Les héroïnes de ces courts récits sont à l’évidence supérieures aux hommes, non seulement par leur finesse et leur intuition, qualités qu’on concèderait aux femmes aussi bien chez nous, mais surtout par leur courage et la puissance qui émane d’elles, vivantes ou mortes. À plus d’un millénaire de distance, ces prodigieuses créatures, ayant désormais conquis leur pleine autonomie, paraissent avoir été appelées à habiter un grand livre pour venger de ses humiliations « la mère de Michitsuna », qui ne pouvait s’avouer comme écrivaine que sous le masque d’une matrone. Significativement, aucune d’entre elles ne se définit par la maternité que toutes les civilisations machistes portent au pinacle jusqu’à la nausée. Elles ne sont pas par destination les serpillières de mâles couvés au giron de Daech ou du Saint-Office.

Bien plus, « la tristesse traditionnelle des Japonais », jadis théorisée par le grand Kawabata, et qui court tout au long de la littérature de ce curieux pays, depuis l’an mil jusqu’aujourd’hui, cette couleur à nulle autre pareille qui confère à l’art nippon son irremplaçable éclat sourd, pourrait bien être, sinon d’essence féminine – pensée réductrice dont nous préserve le Grand Manitou ! –, au moins liée à certaine répugnance de la part féminine du monde à l’égard de la stupide rutilance et du vacarme émanant des brutes garnies de sabres et de satisfaction béate qui sont aussi un des aspects et non des moindres du Japon féodal puis nationaliste.

Japon En attendant NAdeau Maurice Mourier

© Yasunari Kawabata

Depuis le Xe siècle, l’art japonais, né en territoire féminin, se marie au clair-obscur, non à la lumière violente. Il correspond à un goût du fondu enchaîné des couleurs et des formes (si éloigné de celui des contrastes, propre à l’art chinois). Un art tissu de nuances infimes, de lumières tamisées, d’une sensibilité exquise plutôt qu’aiguë, fait pour émouvoir le kimochi, terme intraduisible connotant l’idée d’une perception sensible seulement à l’univers intérieur de chacun. On le retrouverait partout, ce sentiment, à condition qu’il s’agisse d’art japonais authentique (nô, bunraku, poterie mingei, tentures et laques où, sur un fond uniformément noir, s’inscrit une unique tige de bambou), plus éloigné du clinquant chinois (étoffes, vases décorés, pétards) que de toute l’arrogante suffisance des Longs Nez.

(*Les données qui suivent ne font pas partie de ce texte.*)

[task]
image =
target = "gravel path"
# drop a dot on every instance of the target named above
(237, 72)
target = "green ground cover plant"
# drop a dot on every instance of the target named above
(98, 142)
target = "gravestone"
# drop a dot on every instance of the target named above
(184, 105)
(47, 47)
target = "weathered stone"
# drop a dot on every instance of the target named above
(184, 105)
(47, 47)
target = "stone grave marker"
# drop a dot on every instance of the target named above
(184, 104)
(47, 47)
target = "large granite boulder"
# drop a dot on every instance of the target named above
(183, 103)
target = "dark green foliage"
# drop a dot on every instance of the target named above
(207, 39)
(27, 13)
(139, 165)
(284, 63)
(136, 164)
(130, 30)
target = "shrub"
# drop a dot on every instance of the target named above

On lira avec délectation Éloge de l’ombre, que Tanizaki, l’un des géants littéraires du XXe siècle, composa pour un magazine (tous les écrivains japonais, on le sait, sont polygraphes par nécessité commerciale) en l’année 1933, en plein délire totalitariste. C’est un traité d’une ravissante frivolité, où il est question de la texture beige ou grise des murs du logis traditionnel, de la teinte passée des plus beaux kimonos et, par contraste, de l’agressivité, pénible pour l’œil, des environnements trop lumineux de l’Occident, qu’il convient de bannir si l’on veut comprendre et les extases de Sei Shônagon à l’arrivée nocturne d’un amant vêtu d’un manteau sombre moucheté de neige, et les pudeurs hautaines de Sôseki,  et la mélancolie spécifique de Murakami, qu’il a héritée de « l’Éphémère ».

On peut se demander si le Tôkyô survolté et criard d’aujourd’hui a définitivement remisé ces minuties précieuses au magasin des accessoires, s’il s’est réellement « américanisé » autant que nous, gens d’Europe et d’oubli. Je ne le crois pas : une littérature contemporaine vivace tend à démontrer le contraire.